Delirios en el FIC
El montaje operístico de La carrera de un libertino, de Stravinski, es una apuesta ingeniosa, divertida e irreverente.
En el arranque del 50 Festival Internacional Cervantino (FIC) me tomó por sorpresa la ópera La carrera de un libertino (The Rake’s Progress), de Ígor Stravinski, un montaje alucinante y estrambótico que será recordado como una apuesta ingeniosa, divertida, irreverente y un tanto pop.
No fue del gusto de todo el público, pero la apuesta de Mauricio García Lozano (director de escena) e Iván López Reynoso (director concertador) mantuvo a la mayoría en su asiento por casi tres horas –pese a que una lápida sería más suave que la sillería del Teatro Juárez–, sólo para conocer el destino del miserable Tom Rakewell.
Juan Arturo Brennan nos dice que esta ópera, dividida en tres actos, tiene un cimiento poético en los grabados del artista inglés William Hogarth y la describe así: el joven Rakewell (Emilio Pons) se marcha a Londres en busca de fortuna —dejando a su amada Anne Trulove (Marina Monzó)—, pero aparece Nick Shadow (Thomas Dear), con oferta de riquezas y otras tentaciones, y se establece un vínculo entre ellos que concluirá al cabo de un año y un día.
En ese tiempo, Shadow convence a Rakewell de casarse con una mujer barbuda, Baba la Turca, y de involucrarse con una máquina que, supuestamente, convierte piedras en panes, pero al cumplirse el plazo, Shadow —algunos preferimos al viejo Mefistófeles, de Goethe— revela su identidad y reclama el alma de Rakewell.

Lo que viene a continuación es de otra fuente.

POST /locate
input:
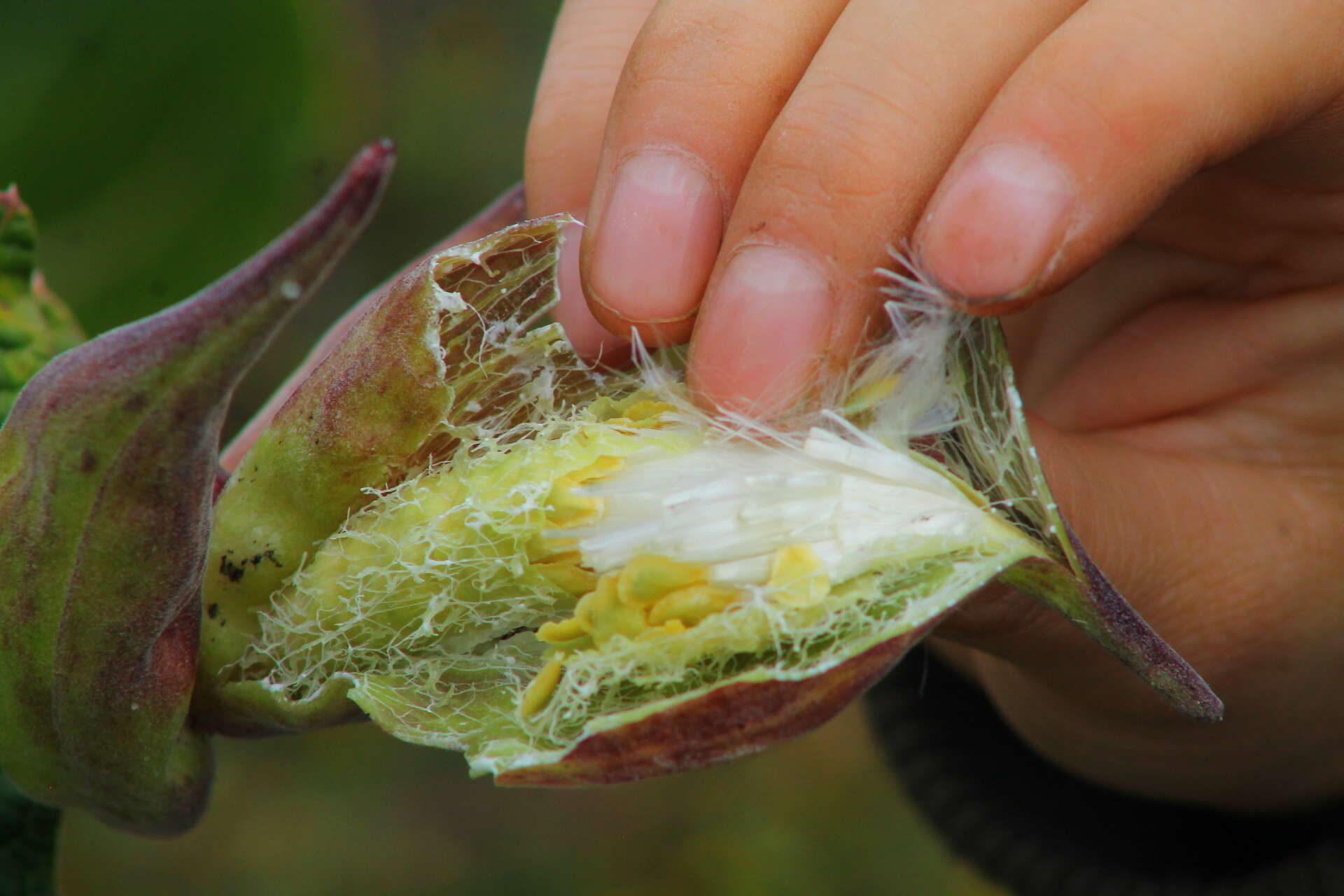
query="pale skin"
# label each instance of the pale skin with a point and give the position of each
(1151, 192)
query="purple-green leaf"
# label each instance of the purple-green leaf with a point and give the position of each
(108, 472)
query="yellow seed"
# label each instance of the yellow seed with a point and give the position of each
(648, 413)
(870, 394)
(671, 626)
(692, 603)
(570, 577)
(568, 510)
(538, 692)
(797, 577)
(561, 631)
(603, 614)
(648, 577)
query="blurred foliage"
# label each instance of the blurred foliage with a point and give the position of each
(163, 143)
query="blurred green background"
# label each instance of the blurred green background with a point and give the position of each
(160, 144)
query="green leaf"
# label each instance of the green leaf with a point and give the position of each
(108, 472)
(27, 844)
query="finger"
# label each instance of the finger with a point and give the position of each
(584, 64)
(1230, 564)
(841, 175)
(1108, 115)
(699, 92)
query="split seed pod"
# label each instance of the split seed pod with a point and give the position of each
(580, 578)
(108, 470)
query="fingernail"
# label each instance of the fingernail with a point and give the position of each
(993, 230)
(762, 332)
(656, 241)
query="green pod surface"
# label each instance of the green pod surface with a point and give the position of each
(108, 472)
(34, 324)
(580, 578)
(401, 388)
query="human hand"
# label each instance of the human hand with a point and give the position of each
(1167, 174)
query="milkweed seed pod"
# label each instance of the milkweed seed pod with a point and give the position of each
(575, 577)
(108, 470)
(34, 324)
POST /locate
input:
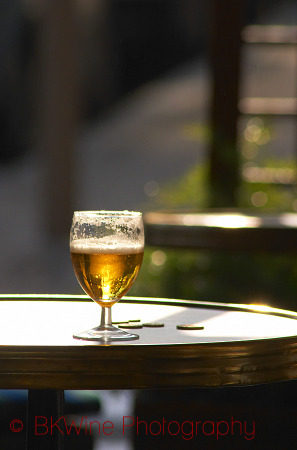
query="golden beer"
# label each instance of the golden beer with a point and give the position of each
(106, 274)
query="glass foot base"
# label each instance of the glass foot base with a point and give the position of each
(105, 334)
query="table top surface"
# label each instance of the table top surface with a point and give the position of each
(229, 229)
(239, 344)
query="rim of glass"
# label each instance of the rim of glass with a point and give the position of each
(108, 213)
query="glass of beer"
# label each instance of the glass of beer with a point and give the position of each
(106, 252)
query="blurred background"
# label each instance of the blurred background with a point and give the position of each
(111, 104)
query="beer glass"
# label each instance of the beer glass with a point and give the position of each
(106, 252)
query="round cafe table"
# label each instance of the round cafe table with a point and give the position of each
(235, 345)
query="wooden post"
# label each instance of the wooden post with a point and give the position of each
(59, 105)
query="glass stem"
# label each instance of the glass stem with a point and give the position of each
(106, 316)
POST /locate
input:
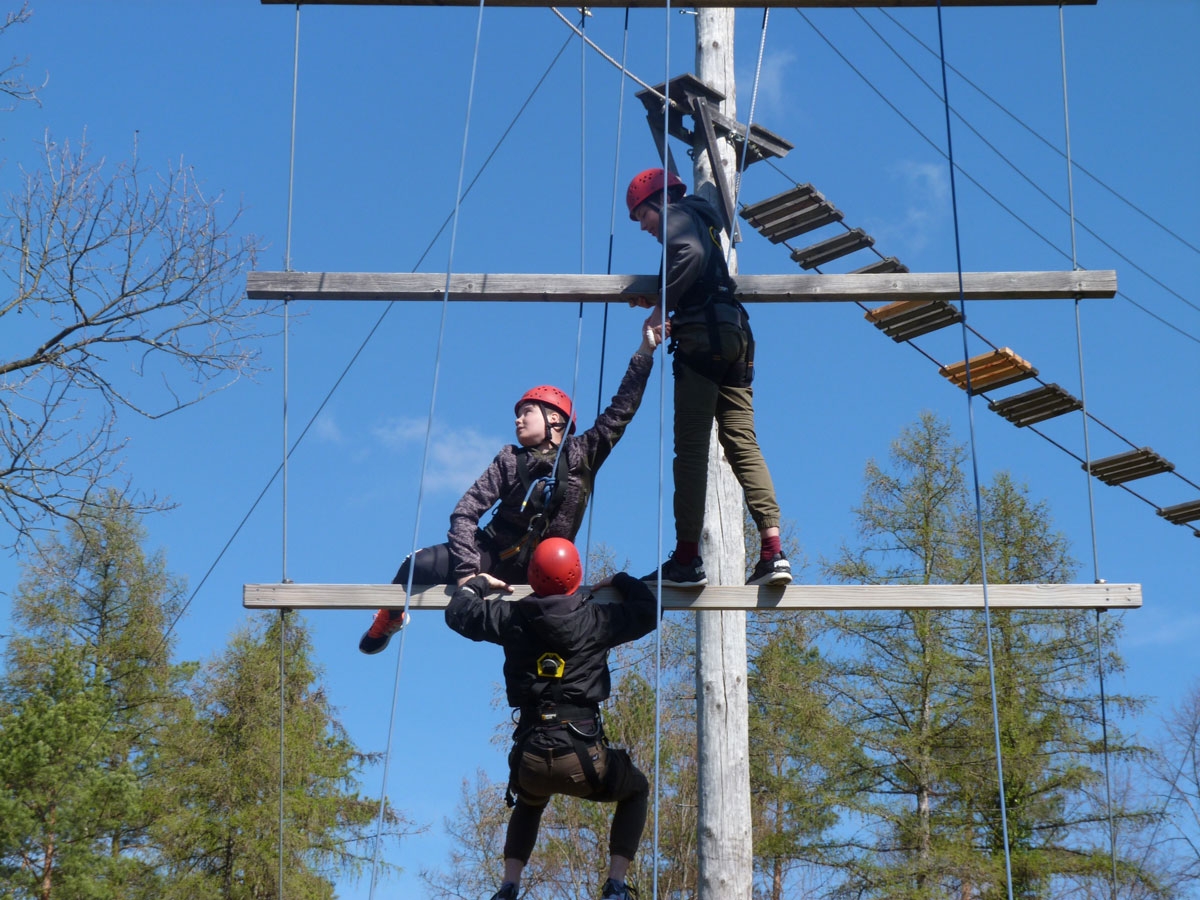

El resto deberán descubrirlo en ese montaje exuberante que hace un buen manejo del desnudo, aunque tiene algunos excesos (una botarga de oso), y retrata con ironía el delirio de un campesino que se convierte en el protagonista de una ciudad voyerista, que captura cada instante en Instagram. Esta ópera es un viaje surrealista que deben ver.
FAST FOOD
Es lamentable que a los organizadores del FIC, que encabeza Mariana Aymerich, no les haya parecido imprescindible asignar un espacio digno y tiempo suficiente para que cada artista o agrupación converse con la prensa. En su lugar, hemos visto una serie de charlas estilo fast food (una por día, a las 10:00 horas), donde amontonan a cinco o hasta siete artistas de espectáculos distintos, quienes improvisan, en menos de una hora, un saludo y un mensaje atropellado sobre su presentación para luego recibir una pregunta y, en algunos casos, ni eso.
Es claro que no les importa el contenido, sino rellenar formularios para saldar el engorroso trámite de la prensa y demostrar que es posible hacer más en menos tiempo, sin importar cómo ni a costa de qué. Sin embargo, ésas no son conferencias de prensa, son pic-nics universitarios con bocadillos libres de gluten, que demuestran la displicencia del FIC por los artistas, a quienes tratan como píldoras de alto consumo en un mundo feliz sin proteína.
A este apunte le agrego las siguientes preguntas: ¿En qué le beneficia al Cervantino el que se presente, en la Alhóndiga de Granaditas, un grupo de K-pop que necesita del playback? Sí, sí, ya sé que hubo mucha gente y que la gran tribu alzó el celular desde la butaca o en la tribuna callejera para llevarse un cachito de espectáculo a casa, pero ¿es eso el nuevo espíritu cervantino?
Es posible que nadie lo diga en voz alta, pero también habría que revisar la calidad de los hoteles donde hospedaron a cantantes e invitados, quienes fueron afectados por la humedad y un ataque de chinches.
No creo que todo sea malo en el FIC. Ahí estuvo María Katzarava, el Attacca Quartet, y vendrán Jaroussky, Dudamel, Marsalis y muchos más, pero en este arranque no se ve un festival cultural, sino a un equipo que intenta capitalizar una marca, con funcionarios que buscan el brillo de las masas a costa de lo que sea. Es pronto para decirlo, pero, en un futuro, el Cervantino podría ser la ‘fiesta comercial del espíritu’.